In the upper reaches of the Himalayas, the rate at which glaciers are disappearing is frightening, say scientists. The 55,000 Himalayan glaciers account for 40% of the earth’s fresh-water and provide water to over two billion people. The massive cloudburst at Dhundi in the Kullu valley on July 21, killing workers in the Rohtang tunnel project, and the cloud-burst in Leh, illustrate how climate change has disturbed weather patterns.
A recent film by the United Nations Development Programme (UNDP), ‘Revealed: Himalayan Meltdown,’ examines the shrinking glaciers of the Himalayas and the immediate effects they are having in the countries of Bangladesh, Bhutan, China, India, and Nepal.
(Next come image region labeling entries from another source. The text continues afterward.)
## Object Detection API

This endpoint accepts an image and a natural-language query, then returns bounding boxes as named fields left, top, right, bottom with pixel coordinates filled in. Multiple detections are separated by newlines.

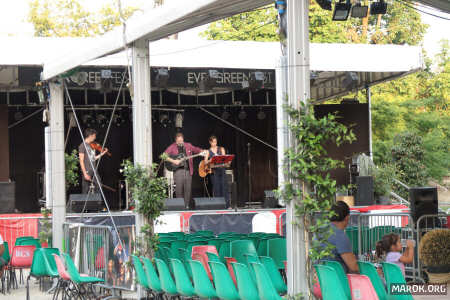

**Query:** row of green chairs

left=132, top=253, right=281, bottom=300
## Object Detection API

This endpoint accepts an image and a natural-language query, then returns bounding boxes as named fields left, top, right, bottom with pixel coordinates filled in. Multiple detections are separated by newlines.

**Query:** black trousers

left=211, top=168, right=230, bottom=208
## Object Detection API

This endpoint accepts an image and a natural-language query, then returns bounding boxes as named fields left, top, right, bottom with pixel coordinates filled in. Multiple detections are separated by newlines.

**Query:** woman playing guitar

left=204, top=135, right=230, bottom=208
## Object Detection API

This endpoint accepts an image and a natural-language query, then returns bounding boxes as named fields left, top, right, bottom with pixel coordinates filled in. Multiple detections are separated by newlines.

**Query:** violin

left=91, top=142, right=112, bottom=156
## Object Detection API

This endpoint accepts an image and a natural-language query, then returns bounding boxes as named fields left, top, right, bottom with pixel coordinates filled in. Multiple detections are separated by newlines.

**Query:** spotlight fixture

left=342, top=72, right=358, bottom=90
left=333, top=0, right=352, bottom=21
left=238, top=108, right=247, bottom=120
left=351, top=3, right=369, bottom=18
left=370, top=0, right=387, bottom=15
left=256, top=107, right=266, bottom=120
left=155, top=68, right=169, bottom=87
left=316, top=0, right=331, bottom=10
left=222, top=109, right=230, bottom=120
left=175, top=113, right=183, bottom=128
left=248, top=71, right=264, bottom=91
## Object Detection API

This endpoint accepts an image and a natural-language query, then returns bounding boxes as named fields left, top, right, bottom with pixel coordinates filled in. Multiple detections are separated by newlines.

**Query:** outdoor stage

left=0, top=205, right=409, bottom=244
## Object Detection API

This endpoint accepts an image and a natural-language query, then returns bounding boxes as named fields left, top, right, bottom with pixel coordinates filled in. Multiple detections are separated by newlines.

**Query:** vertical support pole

left=286, top=0, right=310, bottom=298
left=132, top=40, right=153, bottom=299
left=366, top=86, right=373, bottom=161
left=275, top=56, right=289, bottom=206
left=48, top=82, right=66, bottom=249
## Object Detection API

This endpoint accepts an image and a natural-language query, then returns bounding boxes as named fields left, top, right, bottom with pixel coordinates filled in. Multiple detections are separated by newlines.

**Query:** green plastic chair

left=231, top=263, right=259, bottom=300
left=141, top=256, right=163, bottom=294
left=250, top=263, right=281, bottom=300
left=259, top=256, right=287, bottom=295
left=381, top=262, right=413, bottom=300
left=209, top=261, right=240, bottom=300
left=219, top=241, right=231, bottom=263
left=27, top=248, right=59, bottom=300
left=16, top=238, right=42, bottom=249
left=267, top=238, right=287, bottom=270
left=131, top=255, right=150, bottom=290
left=257, top=238, right=269, bottom=256
left=170, top=259, right=196, bottom=298
left=324, top=260, right=352, bottom=300
left=206, top=252, right=221, bottom=262
left=63, top=253, right=105, bottom=284
left=230, top=240, right=258, bottom=264
left=358, top=261, right=387, bottom=300
left=314, top=265, right=348, bottom=300
left=189, top=260, right=217, bottom=299
left=14, top=236, right=36, bottom=246
left=155, top=258, right=178, bottom=297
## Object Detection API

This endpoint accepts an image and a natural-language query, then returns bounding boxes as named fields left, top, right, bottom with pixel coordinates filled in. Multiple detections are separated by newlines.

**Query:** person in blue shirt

left=327, top=201, right=359, bottom=274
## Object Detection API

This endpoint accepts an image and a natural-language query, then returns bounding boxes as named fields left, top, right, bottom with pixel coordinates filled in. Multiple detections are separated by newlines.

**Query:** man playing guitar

left=164, top=132, right=203, bottom=209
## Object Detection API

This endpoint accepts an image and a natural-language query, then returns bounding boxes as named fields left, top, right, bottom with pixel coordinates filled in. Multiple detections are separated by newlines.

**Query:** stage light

left=238, top=109, right=247, bottom=120
left=222, top=109, right=230, bottom=120
left=351, top=3, right=369, bottom=18
left=333, top=0, right=352, bottom=21
left=342, top=72, right=359, bottom=90
left=248, top=72, right=264, bottom=91
left=256, top=107, right=266, bottom=120
left=154, top=68, right=169, bottom=87
left=316, top=0, right=331, bottom=10
left=370, top=0, right=387, bottom=15
left=175, top=113, right=183, bottom=128
left=14, top=111, right=23, bottom=121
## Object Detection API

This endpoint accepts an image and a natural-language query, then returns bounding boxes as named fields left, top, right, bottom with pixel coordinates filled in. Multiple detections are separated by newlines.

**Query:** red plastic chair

left=347, top=274, right=378, bottom=300
left=191, top=245, right=219, bottom=281
left=225, top=257, right=237, bottom=286
left=9, top=245, right=36, bottom=289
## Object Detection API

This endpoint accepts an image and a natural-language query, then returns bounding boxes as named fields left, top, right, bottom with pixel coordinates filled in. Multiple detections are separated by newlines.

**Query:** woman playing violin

left=78, top=128, right=108, bottom=194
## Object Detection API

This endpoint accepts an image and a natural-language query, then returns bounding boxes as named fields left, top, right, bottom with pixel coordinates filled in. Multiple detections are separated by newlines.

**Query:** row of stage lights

left=316, top=0, right=387, bottom=21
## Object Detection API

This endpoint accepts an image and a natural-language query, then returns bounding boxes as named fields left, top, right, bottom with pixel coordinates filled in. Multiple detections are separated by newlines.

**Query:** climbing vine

left=122, top=155, right=167, bottom=256
left=277, top=103, right=355, bottom=296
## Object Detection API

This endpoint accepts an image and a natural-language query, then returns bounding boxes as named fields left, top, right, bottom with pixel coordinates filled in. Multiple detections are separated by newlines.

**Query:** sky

left=0, top=0, right=450, bottom=57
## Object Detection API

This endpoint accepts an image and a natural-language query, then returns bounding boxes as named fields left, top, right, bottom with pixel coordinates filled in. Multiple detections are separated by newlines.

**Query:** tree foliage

left=28, top=0, right=137, bottom=37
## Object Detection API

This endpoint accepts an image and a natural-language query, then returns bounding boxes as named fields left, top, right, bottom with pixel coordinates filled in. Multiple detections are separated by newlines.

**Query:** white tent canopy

left=0, top=38, right=422, bottom=101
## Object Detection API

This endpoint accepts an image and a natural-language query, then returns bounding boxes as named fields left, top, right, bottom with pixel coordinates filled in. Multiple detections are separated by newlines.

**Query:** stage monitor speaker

left=409, top=187, right=438, bottom=226
left=0, top=181, right=16, bottom=213
left=69, top=193, right=103, bottom=213
left=164, top=198, right=185, bottom=211
left=194, top=197, right=226, bottom=210
left=355, top=176, right=375, bottom=206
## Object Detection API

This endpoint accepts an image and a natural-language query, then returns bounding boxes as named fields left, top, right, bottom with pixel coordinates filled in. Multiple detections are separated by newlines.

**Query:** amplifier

left=69, top=193, right=103, bottom=213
Pollution is the main cause of the glacial melt. Black carbon that is emitted across the world gets deposited on these glaciers. This results in glaciers absorbing rather than reflecting sunlight, leading to them melting.
Patrice Coeur-Bizot, United Nations resident co-ordinator and UNDP resident representative, India, says, “Melting glaciers will alter river flows, causing both, floods and water scarcity and influence the climate, monsoons and rainfall patterns. Community resilience and innovative local solutions will be crucial to adapting to the changing climate.”
The danger of the glacial melt comes in the form of water-towers or high altitude lakes that form from thawing of the glaciers. One such lake formed in Nepal is 100m deep and two kilometres in length, which was not in existence before the 1960s. In the Himalayan kingdom of Bhutan, high-altitude lakes are an ever-present threat. Glof’s or ‘glacial lake outburst floods’ wreak havoc on life, livestock and property in these high stretches. The last glof in Bhutan had claimed 29 human lives. In Bangladesh, however, the effect of glacial thawing is in the form of rising water-levels of the
rivers. A country of numerous rivers, the rate at which
enormous tracts of land is going under water, is to be
seen to be believed. With land masses disappearing in a matter of days, farmers are being forced to migrate to cities to fend for themselves and their families.
Villages in the Himalayan foothills are adopting innovative measures to fight the ill-effects of this change. One such change agent is Chhewang Norphel of Nepal. Norphel realised that water for crops is the most important need for villages at such high altitudes who can afford to grow only one crop in the short summer.
Norphel came up with the idea of constructing artificial reservoirs to store the water which turns into artificial glaciers in the harsh Himalayan winter. Water from these artificial glaciers is then channelised to the fields for farming. His innovation has been a life-saver. Besides global accolades that Norphel has received for his work, it has earned him the title of the ‘ice man,’ which he is very fond of.
Another technique that people in Nepal employ to harvest precious water is ‘fog catching’. With scanty rain but dense fog, the locals use porous nets to convert fog into water droplets that are collected and used. In small communities that cannot get water from wells, rain, or a river, this method is a lifesaver.
Far away from the Himalayan ranges, in Bangladesh, where villagers are struggling against the rising water levels of rivers that are fast devouring their land and property, villagers have started to plant more mangrove trees on the banks which act as a natural barrier against erosion. Villagers are cultivating mangrove saplings with a sense of urgency to save their lives and land.